Where population wide restrictions are in place, reducing restrictions completely would likely lead to rapid accumulation of more cases, resulting in a second wave – a peak until herd immunity was reached (as described above). Reducing restrictions will need to be done in stages and combined with other measures, including shielding, and a return to containment when cases and transmission are at a level at which this is feasible. In some settings containment – intensive case finding, contact tracing and isolation – may be supported by digital applications and location data, enabling automatic notification that you have been near to someone infectious. It would need to be supported by widespread and regular testing, which is important in identifying people with the infection who are asymptomatic or pre-symptomatic as well as the mildly or more seriously ill.
In reducing restrictions, it is important to know what the current infection rate is and how it changes when interventions are stopped. Ideally this should be measured through testing, as the hospitalisation rate, and death rate, depend on the infection rate in previous weeks and the availability of hospital care, not on current transmission.

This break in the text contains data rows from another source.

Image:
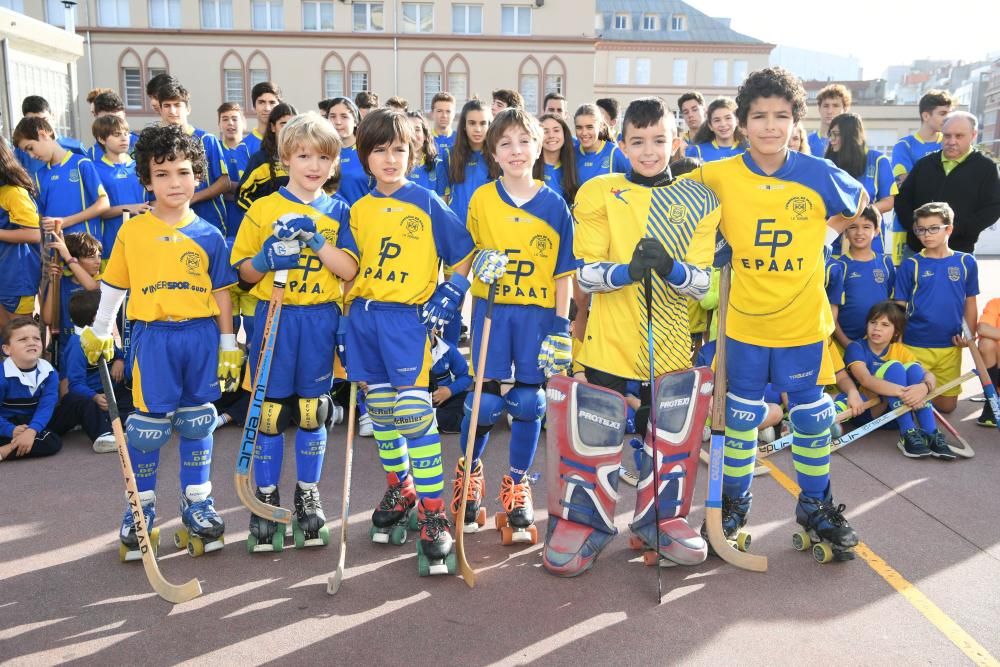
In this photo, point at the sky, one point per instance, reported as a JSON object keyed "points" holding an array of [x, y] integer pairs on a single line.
{"points": [[889, 32]]}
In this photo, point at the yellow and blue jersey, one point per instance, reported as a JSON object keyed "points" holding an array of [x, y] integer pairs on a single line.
{"points": [[775, 226], [310, 282], [711, 151], [607, 159], [123, 187], [355, 182], [537, 238], [434, 177], [20, 263], [477, 173], [865, 284], [171, 270], [935, 290], [68, 188], [612, 214], [909, 149], [401, 239], [211, 210]]}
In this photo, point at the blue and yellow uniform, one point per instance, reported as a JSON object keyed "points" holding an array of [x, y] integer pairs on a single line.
{"points": [[607, 159], [211, 210], [20, 263], [68, 188], [355, 182], [935, 291], [710, 151], [123, 187], [172, 272]]}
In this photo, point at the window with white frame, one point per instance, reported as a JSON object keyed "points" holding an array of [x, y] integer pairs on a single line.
{"points": [[112, 13], [368, 17], [680, 72], [642, 71], [317, 15], [164, 13], [515, 20], [621, 70], [217, 14], [267, 15], [720, 72], [467, 19]]}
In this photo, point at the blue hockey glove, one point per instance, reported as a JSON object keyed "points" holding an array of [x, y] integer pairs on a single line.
{"points": [[276, 255], [556, 353], [489, 266], [443, 305]]}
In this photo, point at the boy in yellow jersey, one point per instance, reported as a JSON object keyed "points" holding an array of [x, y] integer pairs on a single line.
{"points": [[301, 374], [626, 226], [525, 235], [777, 208], [176, 268], [403, 231]]}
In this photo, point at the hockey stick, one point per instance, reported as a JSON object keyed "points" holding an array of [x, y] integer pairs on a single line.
{"points": [[163, 588], [647, 284], [765, 449], [244, 463], [713, 503], [989, 391], [964, 449], [463, 564], [333, 582]]}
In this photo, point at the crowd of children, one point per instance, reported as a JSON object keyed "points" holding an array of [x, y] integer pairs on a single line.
{"points": [[156, 251]]}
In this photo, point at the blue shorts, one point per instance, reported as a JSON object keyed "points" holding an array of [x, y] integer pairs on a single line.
{"points": [[302, 363], [174, 364], [750, 367], [387, 342], [515, 339]]}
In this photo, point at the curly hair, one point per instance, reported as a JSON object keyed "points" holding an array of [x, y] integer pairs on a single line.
{"points": [[162, 143], [771, 82]]}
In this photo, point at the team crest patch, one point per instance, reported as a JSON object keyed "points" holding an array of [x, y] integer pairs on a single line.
{"points": [[192, 261], [799, 207], [413, 226]]}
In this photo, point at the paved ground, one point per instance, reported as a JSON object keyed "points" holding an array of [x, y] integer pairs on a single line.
{"points": [[925, 589]]}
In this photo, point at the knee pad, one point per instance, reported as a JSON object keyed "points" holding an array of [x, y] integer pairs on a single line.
{"points": [[525, 402], [275, 416], [195, 422], [743, 414], [381, 402], [314, 413], [491, 405], [413, 414], [812, 418], [146, 432]]}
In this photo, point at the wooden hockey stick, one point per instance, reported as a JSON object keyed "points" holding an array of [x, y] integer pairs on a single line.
{"points": [[333, 582], [464, 568], [713, 503], [244, 462], [163, 588]]}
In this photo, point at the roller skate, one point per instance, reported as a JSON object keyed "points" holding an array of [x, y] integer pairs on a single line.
{"points": [[394, 513], [266, 535], [825, 530], [130, 549], [734, 517], [517, 522], [309, 527], [435, 548], [475, 513], [203, 527]]}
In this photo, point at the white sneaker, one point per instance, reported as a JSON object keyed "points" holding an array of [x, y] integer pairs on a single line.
{"points": [[105, 443], [365, 429]]}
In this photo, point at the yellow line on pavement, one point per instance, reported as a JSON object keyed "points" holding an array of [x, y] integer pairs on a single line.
{"points": [[975, 651]]}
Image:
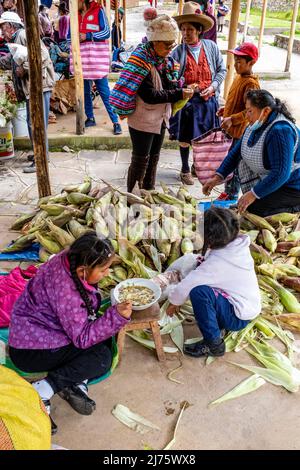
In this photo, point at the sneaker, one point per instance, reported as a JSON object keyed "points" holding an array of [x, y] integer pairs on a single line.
{"points": [[90, 122], [48, 409], [186, 178], [117, 129], [223, 197], [30, 169], [78, 399], [205, 348]]}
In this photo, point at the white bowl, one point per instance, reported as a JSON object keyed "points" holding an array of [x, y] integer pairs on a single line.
{"points": [[139, 282]]}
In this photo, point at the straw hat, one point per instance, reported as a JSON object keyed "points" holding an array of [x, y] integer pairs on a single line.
{"points": [[191, 13]]}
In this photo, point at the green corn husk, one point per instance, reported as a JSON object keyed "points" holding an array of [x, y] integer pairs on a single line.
{"points": [[283, 217], [294, 251], [187, 246], [269, 240], [53, 209], [259, 254], [288, 300], [293, 236], [50, 245], [248, 385], [291, 283], [76, 228], [259, 222], [20, 243], [252, 234], [79, 198], [60, 235], [21, 221]]}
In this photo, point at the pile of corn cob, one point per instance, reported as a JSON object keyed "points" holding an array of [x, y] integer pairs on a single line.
{"points": [[148, 231]]}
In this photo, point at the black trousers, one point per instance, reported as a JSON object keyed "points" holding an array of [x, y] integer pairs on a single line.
{"points": [[146, 149], [282, 200], [66, 366]]}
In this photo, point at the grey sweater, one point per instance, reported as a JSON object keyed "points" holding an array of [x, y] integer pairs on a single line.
{"points": [[214, 58]]}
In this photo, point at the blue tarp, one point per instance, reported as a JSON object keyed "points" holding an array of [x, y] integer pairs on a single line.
{"points": [[31, 254]]}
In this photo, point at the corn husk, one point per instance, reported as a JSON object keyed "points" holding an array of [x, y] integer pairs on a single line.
{"points": [[50, 245], [248, 385], [173, 441], [132, 420], [21, 221], [269, 240], [259, 222]]}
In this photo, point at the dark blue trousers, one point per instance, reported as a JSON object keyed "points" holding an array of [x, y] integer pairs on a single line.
{"points": [[214, 312]]}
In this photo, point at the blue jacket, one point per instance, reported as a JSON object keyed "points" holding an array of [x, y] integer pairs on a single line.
{"points": [[277, 157], [214, 58]]}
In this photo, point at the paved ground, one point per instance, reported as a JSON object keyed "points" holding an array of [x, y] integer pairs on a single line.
{"points": [[267, 419]]}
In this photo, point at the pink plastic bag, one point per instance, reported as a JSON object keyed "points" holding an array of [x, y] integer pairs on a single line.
{"points": [[11, 287], [209, 151]]}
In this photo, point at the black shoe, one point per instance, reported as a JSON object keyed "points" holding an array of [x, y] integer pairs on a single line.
{"points": [[30, 169], [205, 348], [90, 122], [79, 400], [53, 425], [117, 129]]}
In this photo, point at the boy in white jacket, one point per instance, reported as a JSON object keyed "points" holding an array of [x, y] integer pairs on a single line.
{"points": [[223, 289]]}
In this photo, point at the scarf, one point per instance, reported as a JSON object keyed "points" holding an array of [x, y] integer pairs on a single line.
{"points": [[138, 66]]}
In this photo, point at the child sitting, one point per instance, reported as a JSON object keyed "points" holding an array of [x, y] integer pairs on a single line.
{"points": [[54, 326], [223, 289]]}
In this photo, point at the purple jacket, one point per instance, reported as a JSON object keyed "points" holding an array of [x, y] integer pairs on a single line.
{"points": [[50, 313]]}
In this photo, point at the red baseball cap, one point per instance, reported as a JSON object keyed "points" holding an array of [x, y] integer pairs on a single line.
{"points": [[246, 49]]}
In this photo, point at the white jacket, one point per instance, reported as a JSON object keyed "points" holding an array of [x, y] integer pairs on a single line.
{"points": [[230, 269]]}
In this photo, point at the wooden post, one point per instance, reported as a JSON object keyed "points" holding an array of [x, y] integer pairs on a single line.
{"points": [[262, 24], [124, 21], [117, 22], [233, 27], [247, 17], [77, 67], [292, 36], [36, 97]]}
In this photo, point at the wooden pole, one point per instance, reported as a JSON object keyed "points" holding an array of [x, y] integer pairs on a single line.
{"points": [[117, 22], [262, 24], [36, 97], [292, 36], [247, 17], [233, 27], [79, 90], [124, 21]]}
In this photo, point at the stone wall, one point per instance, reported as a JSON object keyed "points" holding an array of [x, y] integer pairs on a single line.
{"points": [[282, 41]]}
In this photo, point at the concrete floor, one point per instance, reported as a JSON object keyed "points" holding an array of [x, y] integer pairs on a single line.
{"points": [[266, 419]]}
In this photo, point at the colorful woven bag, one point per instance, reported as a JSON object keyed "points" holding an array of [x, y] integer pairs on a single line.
{"points": [[209, 151]]}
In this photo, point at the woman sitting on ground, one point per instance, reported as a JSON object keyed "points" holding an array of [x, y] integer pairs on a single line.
{"points": [[267, 158]]}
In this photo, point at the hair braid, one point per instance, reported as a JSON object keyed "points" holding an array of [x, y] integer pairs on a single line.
{"points": [[79, 286]]}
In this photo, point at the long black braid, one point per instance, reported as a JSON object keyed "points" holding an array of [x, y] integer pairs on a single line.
{"points": [[221, 226], [90, 251]]}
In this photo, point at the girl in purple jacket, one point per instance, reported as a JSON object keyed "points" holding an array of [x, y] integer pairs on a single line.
{"points": [[54, 326]]}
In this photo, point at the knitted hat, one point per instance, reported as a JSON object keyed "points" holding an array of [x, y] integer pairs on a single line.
{"points": [[162, 28]]}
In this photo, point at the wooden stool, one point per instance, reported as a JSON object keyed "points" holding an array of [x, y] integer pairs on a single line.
{"points": [[140, 320]]}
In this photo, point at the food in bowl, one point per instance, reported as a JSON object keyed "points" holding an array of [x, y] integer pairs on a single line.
{"points": [[138, 295]]}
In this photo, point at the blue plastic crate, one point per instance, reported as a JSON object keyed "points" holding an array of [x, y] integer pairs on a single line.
{"points": [[203, 206]]}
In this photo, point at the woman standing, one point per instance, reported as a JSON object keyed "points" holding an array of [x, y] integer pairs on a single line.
{"points": [[203, 69], [267, 158], [144, 93]]}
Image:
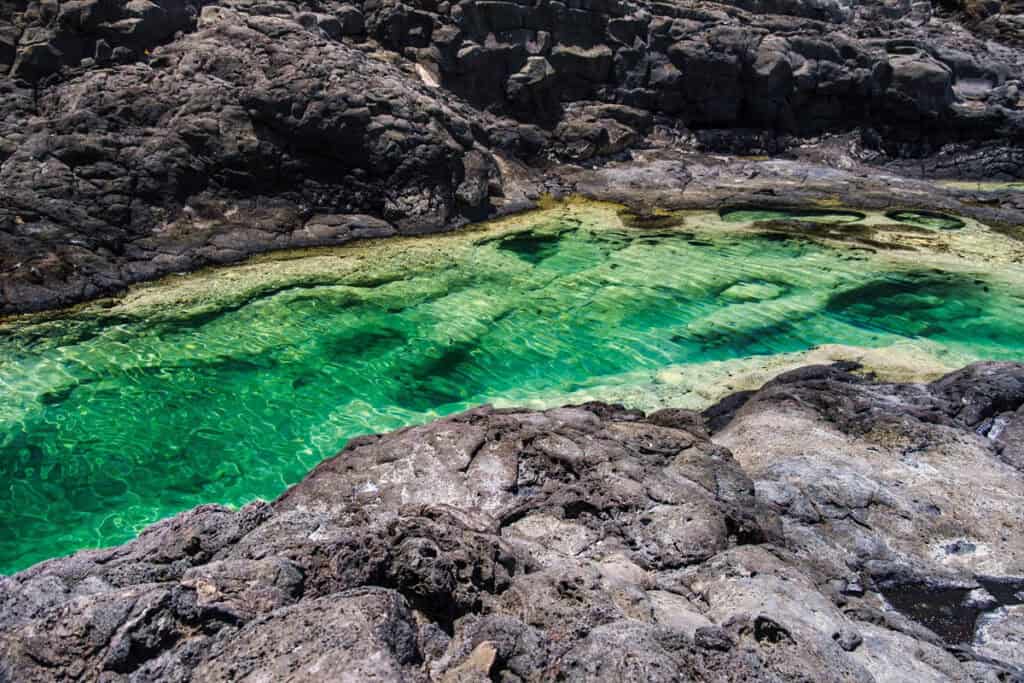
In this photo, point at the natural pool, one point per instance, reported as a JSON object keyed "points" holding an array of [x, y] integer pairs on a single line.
{"points": [[228, 385]]}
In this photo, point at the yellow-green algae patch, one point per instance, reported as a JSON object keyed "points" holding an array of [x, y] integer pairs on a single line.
{"points": [[228, 384]]}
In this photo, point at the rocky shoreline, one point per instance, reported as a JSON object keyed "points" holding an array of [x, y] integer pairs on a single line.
{"points": [[824, 527], [139, 139]]}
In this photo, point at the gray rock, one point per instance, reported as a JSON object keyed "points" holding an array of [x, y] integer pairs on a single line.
{"points": [[586, 543]]}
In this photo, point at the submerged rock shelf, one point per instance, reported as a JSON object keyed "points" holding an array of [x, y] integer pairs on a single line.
{"points": [[228, 386]]}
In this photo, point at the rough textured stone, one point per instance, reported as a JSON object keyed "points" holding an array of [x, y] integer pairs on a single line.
{"points": [[583, 543], [140, 138]]}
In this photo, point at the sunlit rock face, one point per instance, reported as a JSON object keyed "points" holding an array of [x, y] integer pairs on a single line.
{"points": [[838, 538], [229, 385]]}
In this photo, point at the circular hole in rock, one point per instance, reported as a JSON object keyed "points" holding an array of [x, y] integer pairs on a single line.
{"points": [[930, 219]]}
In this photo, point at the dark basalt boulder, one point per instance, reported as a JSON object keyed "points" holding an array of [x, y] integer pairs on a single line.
{"points": [[587, 543]]}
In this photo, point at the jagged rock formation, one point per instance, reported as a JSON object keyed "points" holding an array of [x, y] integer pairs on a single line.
{"points": [[842, 539], [139, 138]]}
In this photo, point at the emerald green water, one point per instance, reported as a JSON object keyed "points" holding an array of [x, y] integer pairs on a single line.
{"points": [[110, 423]]}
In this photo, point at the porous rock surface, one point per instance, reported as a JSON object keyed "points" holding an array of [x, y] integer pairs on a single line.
{"points": [[586, 543], [144, 137]]}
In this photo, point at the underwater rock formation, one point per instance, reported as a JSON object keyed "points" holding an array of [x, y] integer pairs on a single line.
{"points": [[830, 528]]}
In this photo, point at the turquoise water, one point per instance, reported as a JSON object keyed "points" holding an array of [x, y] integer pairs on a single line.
{"points": [[110, 423]]}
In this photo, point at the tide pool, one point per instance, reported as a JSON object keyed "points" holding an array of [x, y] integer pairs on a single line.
{"points": [[229, 385]]}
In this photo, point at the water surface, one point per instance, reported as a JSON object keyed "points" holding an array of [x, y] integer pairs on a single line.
{"points": [[110, 422]]}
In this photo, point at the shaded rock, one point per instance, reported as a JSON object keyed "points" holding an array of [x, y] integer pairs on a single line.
{"points": [[579, 542]]}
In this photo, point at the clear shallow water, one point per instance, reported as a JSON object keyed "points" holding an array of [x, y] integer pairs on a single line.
{"points": [[109, 424]]}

If infections start to increase again, reducing restrictions could be paused and even reversed.
Decisions on reducing interventions should consider transmission risk and risk of severe disease. Re-opening schools, for example, may be appropriate in an earlier phase, as children very rarely get severe disease with COVID-19, although it will increase transmission, through the contact between children and parents. It may be appropriate to reduce restrictions earlier in some parts of a country than in others, and to allow businesses where physical distancing can be practiced to re-open first.
Policy changes will continue to be influenced by modelling and assessments of the effects of removing interventions (Step 3.5). Decisions will also be influenced if there is progress on identifying effective medicines (Step 3.7). An effective vaccine would make the biggest difference, but this is many months away (Step 3.8).